A reportagem é de E. González, publicada pelo jornal El País e reproduzida pelo Portal Uol, 09-02-2011.
Aquele momento francês de resistência democrática e convivência popular foi dominado por movimentos radicais e revolucionários e terminou em um banho de sangue. Tahrir, por enquanto, não pretende inventar nada: exige a demissão de um ditador, a dissolução de um sistema repressivo, o fim do terror policial e a realização de eleições livres. Coisas apoiadas nos princípios mais básicos da justiça, segundo se entende no século XXI. Coisas que Tahrir acredita merecer como qualquer outra cidade.
Depois de duas semanas de existência, a cidade se auto-organizou com um alto nível de eficiência. Na entrada, à altura da ponte de Qasr, um controle militar pede a documentação. A partir daí se entra no território de Tahrir. Um novo controle civil pede novamente documentos e efetua uma revista geral para evitar a infiltração de pessoas armadas.

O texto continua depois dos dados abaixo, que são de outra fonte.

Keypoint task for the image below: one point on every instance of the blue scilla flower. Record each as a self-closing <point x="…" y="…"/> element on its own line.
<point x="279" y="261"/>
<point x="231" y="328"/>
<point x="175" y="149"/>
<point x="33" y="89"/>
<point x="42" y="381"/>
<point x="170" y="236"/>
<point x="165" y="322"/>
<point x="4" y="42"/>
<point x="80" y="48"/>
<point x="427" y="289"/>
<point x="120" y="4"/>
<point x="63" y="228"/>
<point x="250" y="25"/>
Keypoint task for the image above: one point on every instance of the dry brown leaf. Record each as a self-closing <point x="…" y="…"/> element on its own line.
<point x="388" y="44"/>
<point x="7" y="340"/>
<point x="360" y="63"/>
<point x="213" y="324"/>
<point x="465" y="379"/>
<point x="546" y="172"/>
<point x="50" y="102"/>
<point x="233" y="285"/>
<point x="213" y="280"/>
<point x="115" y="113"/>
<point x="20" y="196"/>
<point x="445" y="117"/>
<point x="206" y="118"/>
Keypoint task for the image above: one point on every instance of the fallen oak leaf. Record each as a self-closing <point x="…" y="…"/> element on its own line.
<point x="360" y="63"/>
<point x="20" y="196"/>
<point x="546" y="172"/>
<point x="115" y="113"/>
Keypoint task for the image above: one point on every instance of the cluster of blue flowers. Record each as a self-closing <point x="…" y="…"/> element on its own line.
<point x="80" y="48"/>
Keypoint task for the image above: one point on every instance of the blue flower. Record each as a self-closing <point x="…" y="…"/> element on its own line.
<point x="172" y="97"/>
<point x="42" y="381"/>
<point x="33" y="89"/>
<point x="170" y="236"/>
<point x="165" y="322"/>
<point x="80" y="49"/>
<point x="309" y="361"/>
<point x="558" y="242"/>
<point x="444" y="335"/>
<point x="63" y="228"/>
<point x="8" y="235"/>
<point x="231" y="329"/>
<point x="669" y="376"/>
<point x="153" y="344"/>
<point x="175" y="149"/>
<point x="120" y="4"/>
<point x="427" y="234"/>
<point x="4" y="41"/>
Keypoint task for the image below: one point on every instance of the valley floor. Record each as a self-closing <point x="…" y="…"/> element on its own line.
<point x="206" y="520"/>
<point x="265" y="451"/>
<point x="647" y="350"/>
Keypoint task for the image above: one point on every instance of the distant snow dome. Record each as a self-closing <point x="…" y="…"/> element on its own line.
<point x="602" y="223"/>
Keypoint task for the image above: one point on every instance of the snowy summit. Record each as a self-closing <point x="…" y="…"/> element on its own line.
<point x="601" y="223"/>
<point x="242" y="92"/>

Como a aglomeração é contínua e as filas de entrada e saída não se interrompem, o filtro de segurança é poroso: os ativistas veteranos, os que passaram pelas delegacias e prisões do regime, identificam de vez em quando membros da polícia secreta camuflados entre a população. Preferem não denunciá-los publicamente. Poderiam provocar um linchamento e sujar um ambiente que se mantém sem manchas. Além disso, não há nada a esconder. Quem está na praça já sabe que está identificado e que arrisca muito se a contrarrevolução vencer. Tahrir tem centenas de milhares de habitantes. Embora o ambiente familiar possa enganar, esta é uma cidade de valentes.
Alguns metros atrás da "passagem fronteiriça", na parte posterior do Ministério do Turismo, junto à entrada traseira de uma mesquita em uma rua sem saída, se encontra o depósito de lixo. Seguindo até a praça propriamente dita, à direita, estende-se o acampamento noturno, a área onde dormem os que decidiram viver em Tahrir de forma permanente. São moradias improvisadas, feitas com plásticos e mantas. Pode-se distinguir um "bairro" muçulmano, o mais extenso, e um "bairro" de ambiente laico.
A área central da praça é onde se acumula a multidão, onde ocorrem continuamente manifestações, onde se realizam concertos e outras cerimônias: pode ser uma missa cristã, um funeral pelas vítimas da revolta, uma sessão de discursos. Só é fácil mover-se de noite e nas primeiras horas da manhã. A partir do meio-dia, quando chegam os cidadãos de passagem, os que equilibram trabalho e protesto, é difícil dar dois passos seguidos.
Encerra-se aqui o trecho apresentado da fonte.